Ill. Fines Hospitals For Preventable Hospital Readmissions
Also, a federal lawsuit in California alleges nursing homes overmedicated their residents and seeks repayment.
Chicago Sun Times: Illinois Fines 82 Hospitals For Unwarranted Readmissions
Illinois will be collecting $16.3 million in penalties from 82 hospitals that had too many Medicaid patients readmitted to their hospital, the state said Friday. Having people return to the hospital for preventable readmissions can be a sign of deficiencies in the process of care and treatment or the lack of post discharge follow-up. For that reason, the state developed a policy for reducing these readmissions in 2013. The federal government also penalizes hospitals for Medicare patients that have preventable readmissions (Thomas, 9/5).

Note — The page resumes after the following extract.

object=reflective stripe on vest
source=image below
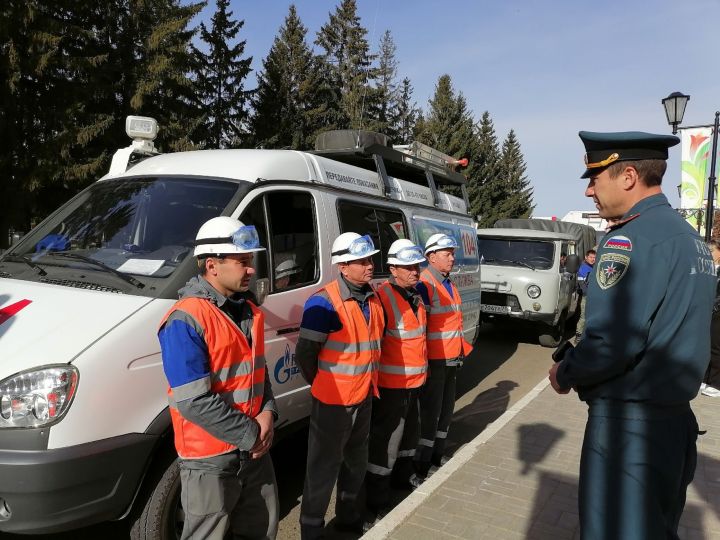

NPR: Feds Hope Hitting Nursing Homes In The Wallet Will Cut Overmedication
A federal lawsuit against two Watsonville, Calif., nursing homes may offer a new approach to dealing with the persistent problem of such facilities overmedicating their residents. The lawsuit details multiple cases when the government says these drugs were inappropriately administered to patients (Jaffe, 9/5).
In other news -
The Wall Street Journal: A Fast-Growing Medical Lab Tests Anti-Kickback Law
A fast-growing Virginia laboratory has collected hundreds of millions of dollars from Medicare while using a strategy that is now under regulatory scrutiny: It paid doctors who sent it patients' blood for testing. Health Diagnostic Laboratory Inc. transformed itself from a startup incorporated in late 2008 into a major lab with $383 million in 2013 revenues, 41 percent of that from Medicare. It built that business selling tests to measure "biomarkers" that help doctors predict heart disease. HDL bundles together up to 28 tests it performs on a vial of blood, receiving Medicare payments of $1,000 or more for some bundles (Carreyrou and McGinty, 9/7).